Tom and Eileen had common roots as strongly faithful Roman Catholic Irish Americans. They settled into a life of the prosperous middle class on the south side of Chicago, where Tom's business continued to flourish and their family grew quickly. During one five-year stretch Eileen had five children, and then another two later. Eileen says, “He was very involved in their upbringing. There were things he could do and those he couldn't. It was kind of trial and error. He couldn't change diapers but he could give them a bottle. We never talked about how to make things work. It wasn't easy, but we did what we had to do.”

The Broderick children were part of the equation of making things work. Daughter Katy says, “The blindness was just incidental. I'd see other people who were blind and not well adjusted and think, ‘What's wrong with them?' Later I realized not everyone had the strength and determination of my father. When I was little, my friends would say, ‘Your father's not blind!' He could just do so many things it didn't seem like he was blind.”

Dan Broderick, one of Tom's sons, says his father worked out a system to take care of most of the household chores, including assembling an elaborate stereo system, washing and waxing the car, and changing the storm windows. He refused to succumb to his blindness. He even refused to let Eileen get disability license plates for the family car when they became available. “What's a handicap?” he'd say. “I don't have a handicap.”

But then Tom isn't much for cars. Since he can't drive himself, he likes to walk, and his family was expected to do the same. Katy remembers, “We walked everywhere. He hated getting rides. He thought it was a waste.”

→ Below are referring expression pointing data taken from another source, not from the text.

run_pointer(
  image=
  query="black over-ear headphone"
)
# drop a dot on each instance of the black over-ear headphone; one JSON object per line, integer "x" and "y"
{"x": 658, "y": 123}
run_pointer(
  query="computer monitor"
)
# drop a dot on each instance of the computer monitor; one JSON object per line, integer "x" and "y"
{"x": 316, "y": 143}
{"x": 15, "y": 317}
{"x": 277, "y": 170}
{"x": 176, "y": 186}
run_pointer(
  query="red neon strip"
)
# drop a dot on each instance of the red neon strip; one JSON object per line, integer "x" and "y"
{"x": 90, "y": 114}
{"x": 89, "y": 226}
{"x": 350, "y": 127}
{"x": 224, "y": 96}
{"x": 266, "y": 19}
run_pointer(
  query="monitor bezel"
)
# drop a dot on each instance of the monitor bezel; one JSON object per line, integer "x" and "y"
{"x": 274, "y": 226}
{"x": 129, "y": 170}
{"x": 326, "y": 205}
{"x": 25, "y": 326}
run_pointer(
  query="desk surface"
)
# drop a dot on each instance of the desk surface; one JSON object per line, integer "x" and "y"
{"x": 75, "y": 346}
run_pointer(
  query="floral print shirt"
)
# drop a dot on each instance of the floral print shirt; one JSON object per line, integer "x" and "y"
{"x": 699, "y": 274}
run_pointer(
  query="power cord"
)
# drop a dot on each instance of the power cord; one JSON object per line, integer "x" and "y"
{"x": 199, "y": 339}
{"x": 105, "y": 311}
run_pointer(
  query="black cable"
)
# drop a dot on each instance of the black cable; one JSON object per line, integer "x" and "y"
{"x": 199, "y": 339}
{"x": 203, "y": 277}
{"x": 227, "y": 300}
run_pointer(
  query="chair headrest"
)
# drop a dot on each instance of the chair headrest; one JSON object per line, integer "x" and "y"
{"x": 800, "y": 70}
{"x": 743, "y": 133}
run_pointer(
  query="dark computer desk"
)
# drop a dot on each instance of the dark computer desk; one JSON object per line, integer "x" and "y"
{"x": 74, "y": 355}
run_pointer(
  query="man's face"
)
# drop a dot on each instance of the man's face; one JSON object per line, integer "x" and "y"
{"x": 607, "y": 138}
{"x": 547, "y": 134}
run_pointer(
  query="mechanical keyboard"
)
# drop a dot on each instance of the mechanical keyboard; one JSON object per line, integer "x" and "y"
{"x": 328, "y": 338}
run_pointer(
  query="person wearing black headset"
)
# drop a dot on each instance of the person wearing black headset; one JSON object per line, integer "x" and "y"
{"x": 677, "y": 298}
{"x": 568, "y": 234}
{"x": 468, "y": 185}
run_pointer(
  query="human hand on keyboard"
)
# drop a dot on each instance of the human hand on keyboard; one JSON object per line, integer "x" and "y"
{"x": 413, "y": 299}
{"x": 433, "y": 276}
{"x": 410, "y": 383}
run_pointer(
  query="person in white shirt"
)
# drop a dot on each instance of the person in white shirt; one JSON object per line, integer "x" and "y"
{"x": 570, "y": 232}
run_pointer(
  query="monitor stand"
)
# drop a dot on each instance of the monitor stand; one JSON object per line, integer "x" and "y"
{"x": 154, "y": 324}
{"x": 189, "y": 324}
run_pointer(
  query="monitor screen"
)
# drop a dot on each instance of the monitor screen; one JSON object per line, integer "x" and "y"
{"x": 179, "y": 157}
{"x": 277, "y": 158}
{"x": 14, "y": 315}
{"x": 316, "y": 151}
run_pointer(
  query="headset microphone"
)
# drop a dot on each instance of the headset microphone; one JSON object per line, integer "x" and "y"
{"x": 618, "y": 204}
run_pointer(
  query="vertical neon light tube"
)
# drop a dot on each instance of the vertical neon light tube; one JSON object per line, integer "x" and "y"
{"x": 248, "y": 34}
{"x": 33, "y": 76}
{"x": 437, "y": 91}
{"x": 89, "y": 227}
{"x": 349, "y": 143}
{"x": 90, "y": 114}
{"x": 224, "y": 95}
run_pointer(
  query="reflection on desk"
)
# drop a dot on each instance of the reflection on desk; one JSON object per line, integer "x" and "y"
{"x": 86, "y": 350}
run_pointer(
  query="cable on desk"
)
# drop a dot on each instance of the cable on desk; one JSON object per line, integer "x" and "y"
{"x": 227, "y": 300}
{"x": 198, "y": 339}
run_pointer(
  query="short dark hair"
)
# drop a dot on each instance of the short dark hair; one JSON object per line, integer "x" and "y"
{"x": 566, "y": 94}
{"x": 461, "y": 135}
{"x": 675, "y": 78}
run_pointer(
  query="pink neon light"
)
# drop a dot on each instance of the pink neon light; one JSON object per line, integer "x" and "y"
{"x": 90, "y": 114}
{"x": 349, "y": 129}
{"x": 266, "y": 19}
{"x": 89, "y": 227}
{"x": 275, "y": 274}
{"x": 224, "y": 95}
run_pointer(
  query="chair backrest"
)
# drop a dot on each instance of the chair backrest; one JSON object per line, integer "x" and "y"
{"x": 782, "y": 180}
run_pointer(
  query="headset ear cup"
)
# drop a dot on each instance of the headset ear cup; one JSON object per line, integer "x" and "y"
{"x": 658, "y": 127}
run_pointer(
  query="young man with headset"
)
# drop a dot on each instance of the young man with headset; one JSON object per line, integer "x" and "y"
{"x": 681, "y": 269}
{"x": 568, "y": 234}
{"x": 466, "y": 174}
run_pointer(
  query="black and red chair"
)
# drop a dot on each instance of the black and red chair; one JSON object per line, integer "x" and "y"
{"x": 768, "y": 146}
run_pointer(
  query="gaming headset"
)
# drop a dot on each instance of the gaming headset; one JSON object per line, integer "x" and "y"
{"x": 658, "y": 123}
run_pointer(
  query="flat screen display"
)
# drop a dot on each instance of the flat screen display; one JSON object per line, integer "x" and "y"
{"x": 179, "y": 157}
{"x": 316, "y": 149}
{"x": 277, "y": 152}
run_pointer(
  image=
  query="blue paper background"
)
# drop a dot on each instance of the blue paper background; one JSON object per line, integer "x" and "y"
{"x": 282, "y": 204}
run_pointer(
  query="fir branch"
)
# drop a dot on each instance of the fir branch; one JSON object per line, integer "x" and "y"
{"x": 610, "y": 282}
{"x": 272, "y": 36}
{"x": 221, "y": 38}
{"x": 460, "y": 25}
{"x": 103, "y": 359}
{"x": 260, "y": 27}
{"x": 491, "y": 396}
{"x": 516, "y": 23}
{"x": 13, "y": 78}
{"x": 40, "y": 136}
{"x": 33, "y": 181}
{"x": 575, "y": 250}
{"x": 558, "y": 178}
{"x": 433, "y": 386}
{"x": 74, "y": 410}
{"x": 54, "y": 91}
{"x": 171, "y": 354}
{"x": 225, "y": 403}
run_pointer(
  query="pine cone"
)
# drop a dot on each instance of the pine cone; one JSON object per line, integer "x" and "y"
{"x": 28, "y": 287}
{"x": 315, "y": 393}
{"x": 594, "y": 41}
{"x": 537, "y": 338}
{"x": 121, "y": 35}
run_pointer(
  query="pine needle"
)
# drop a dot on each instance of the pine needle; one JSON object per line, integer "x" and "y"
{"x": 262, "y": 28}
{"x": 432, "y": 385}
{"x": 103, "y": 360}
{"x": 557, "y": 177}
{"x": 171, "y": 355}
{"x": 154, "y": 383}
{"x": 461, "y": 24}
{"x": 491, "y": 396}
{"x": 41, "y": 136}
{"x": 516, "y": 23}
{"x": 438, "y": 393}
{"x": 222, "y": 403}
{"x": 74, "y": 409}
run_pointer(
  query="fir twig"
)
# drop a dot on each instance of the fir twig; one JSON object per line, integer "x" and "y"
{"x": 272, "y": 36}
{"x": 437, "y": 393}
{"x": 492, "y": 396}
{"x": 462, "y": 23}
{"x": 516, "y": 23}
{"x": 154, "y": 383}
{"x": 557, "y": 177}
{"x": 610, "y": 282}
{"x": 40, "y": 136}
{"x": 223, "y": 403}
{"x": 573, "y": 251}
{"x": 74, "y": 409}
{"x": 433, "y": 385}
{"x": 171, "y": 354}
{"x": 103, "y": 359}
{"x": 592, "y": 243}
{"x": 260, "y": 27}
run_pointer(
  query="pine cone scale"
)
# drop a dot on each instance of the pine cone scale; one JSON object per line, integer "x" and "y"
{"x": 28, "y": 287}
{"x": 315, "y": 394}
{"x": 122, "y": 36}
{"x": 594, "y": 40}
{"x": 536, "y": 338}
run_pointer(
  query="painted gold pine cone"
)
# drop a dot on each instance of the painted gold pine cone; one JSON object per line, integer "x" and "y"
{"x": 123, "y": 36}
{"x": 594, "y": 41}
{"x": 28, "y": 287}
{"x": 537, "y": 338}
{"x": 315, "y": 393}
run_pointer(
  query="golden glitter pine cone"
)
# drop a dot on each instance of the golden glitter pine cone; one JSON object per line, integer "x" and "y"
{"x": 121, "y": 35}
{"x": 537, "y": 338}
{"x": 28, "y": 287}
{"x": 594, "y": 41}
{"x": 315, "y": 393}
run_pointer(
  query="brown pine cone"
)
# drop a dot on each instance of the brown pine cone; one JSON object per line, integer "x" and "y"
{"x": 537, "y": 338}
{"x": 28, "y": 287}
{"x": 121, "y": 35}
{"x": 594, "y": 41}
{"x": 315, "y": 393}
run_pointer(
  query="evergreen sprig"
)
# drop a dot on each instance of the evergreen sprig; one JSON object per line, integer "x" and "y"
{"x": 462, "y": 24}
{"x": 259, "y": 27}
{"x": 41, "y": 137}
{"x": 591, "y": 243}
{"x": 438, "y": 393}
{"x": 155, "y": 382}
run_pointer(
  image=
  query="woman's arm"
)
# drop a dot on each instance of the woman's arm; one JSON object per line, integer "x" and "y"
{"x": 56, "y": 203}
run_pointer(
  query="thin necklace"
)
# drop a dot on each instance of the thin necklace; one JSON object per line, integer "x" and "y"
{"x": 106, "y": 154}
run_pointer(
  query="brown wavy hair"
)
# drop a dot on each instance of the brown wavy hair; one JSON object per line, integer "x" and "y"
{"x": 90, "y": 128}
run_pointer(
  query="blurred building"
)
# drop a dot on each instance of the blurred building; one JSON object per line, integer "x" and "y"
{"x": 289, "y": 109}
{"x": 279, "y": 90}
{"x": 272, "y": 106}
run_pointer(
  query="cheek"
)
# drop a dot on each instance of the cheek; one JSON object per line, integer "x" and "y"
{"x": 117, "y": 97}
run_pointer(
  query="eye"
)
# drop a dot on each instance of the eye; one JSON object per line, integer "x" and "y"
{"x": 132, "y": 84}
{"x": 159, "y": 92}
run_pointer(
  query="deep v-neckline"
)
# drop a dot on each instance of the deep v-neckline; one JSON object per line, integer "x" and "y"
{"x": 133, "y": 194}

During his introduction to the world of the blind at the rehabilitation center in Connecticut, Broderick and his friends formed an informal organization to help each other adjust to their new realities. It became the Blinded Veterans Association, and Broderick decided that he should share the lessons of his new life with other veterans who were struggling with their blindness. He began making trips to Chicago-area rehabilitation programs, counseling sightless veterans on the career possibilities in insurance, mortgage sales, and car financing—the hot financial service fields as America exploded out of the cities and into the suburbs.

“I'd tell them about my own struggle—how I was young when I became blind and I knew how they felt. I brought some of them down to my office so they could see the braille machine and what was possible. I don't feel any special bond with other blind organizations or blind people, but I wanted to help veterans. You have to do it. It was no big deal, really.”

Tom's son Dan remembers that, during Vietnam, the nearby Veterans Administration office would send over young men who'd lost their sight in that war. “When you first saw them you thought you were at a wake—some of them were suicidal, with their eyes blown out. Mom would go out and get a case of beer, and they'd sit on the porch with my dad and listen to the White Sox game. Then he'd navigate 'em around our house to show them what we had—five bedrooms, a big house. By the end of the night they'd be back on the porch, drinking beer but laughing now.”

Another son, Scott: “You know how everyone says their dad is the best. Well, do you know how many people I've heard that from about
my
dad? Friends, neighbors, clients. Every kid thinks it, but to hear it from other people is so gratifying. He never let his disability get in the way of anything.”